If you retire, your next character starts with experience equal to your current level. Dying gives you nothing, unless you died a capital-H Hero and the other players actually cared about you. If that's the case, see below

Karma:
When you die, for real, you gain starting Karma equal to your half current level. You get +1 Karma: if you got a decent burial, if you dodged Hell, if you ended up in Heaven, for every notable act (the other players act as a judge of this), and if your new character is somehow related to the dearly departed. You lose a Karma for every time you have skipped out on Death, and if your death was entirely your own fault for absolutely no gain.

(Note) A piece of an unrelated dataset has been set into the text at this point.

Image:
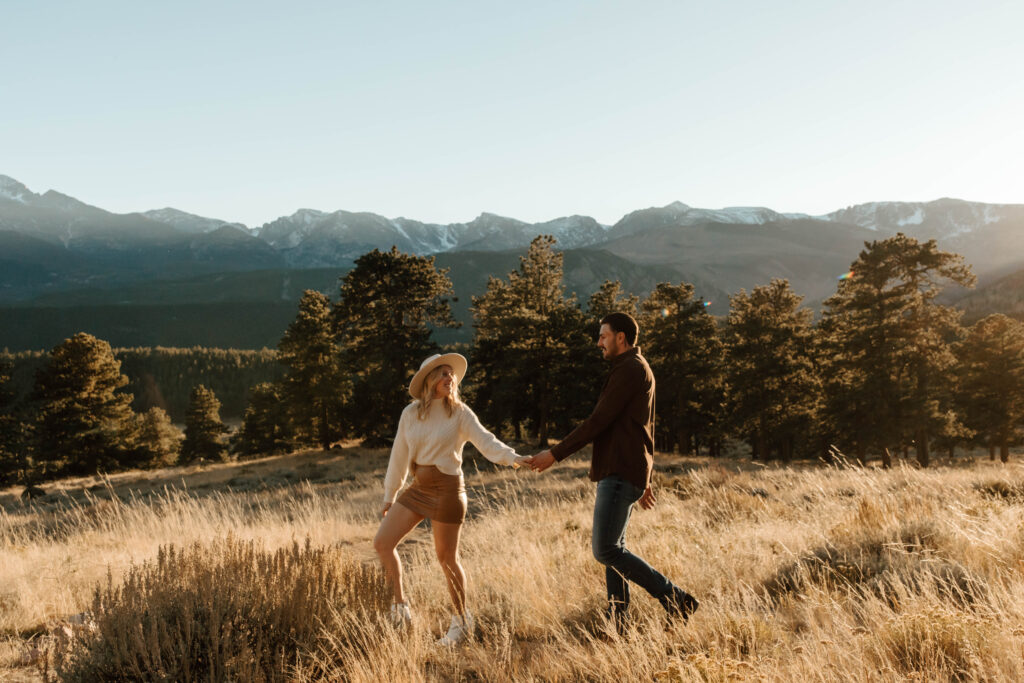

You can spend 1 Karma to reroll your new character, 2 Karma to haunt the party as a ghost briefly, 2 for an heirloom item from the previous character, and 1:1 for the XP of the new character.



Beyond Level 4:
You stop gaining HD at level 3, and stop getting class abilities past level 4. Keep tracking experience though, you can spend it for various bonuses:

+1 Attack (costs 10 XP, max +4)
Test a stat for improvement (costs 3 XP)
+1 Save (costs 5 XP, max +10)
+1 Luck Point (costs 5 XP)

1 comment:

  1. I know I'm super late on this, but I really think the GLOG benefits from an exp system such as this.
    I will likely use every method to earn XP except the crit success and crit fail ones, and that's just cause my party doesn't enjoy crits and I'm a bit cagey on giving XP for luck.
    Absolutely LOVE the end-of-session voting, and karma sounds fun plus I'm all about way to soften death, so I can make death more common and brutal c:
    Also, could use Jeff Rients' Carousing Table when doing the 'wasting gold' option to add some extra Fun.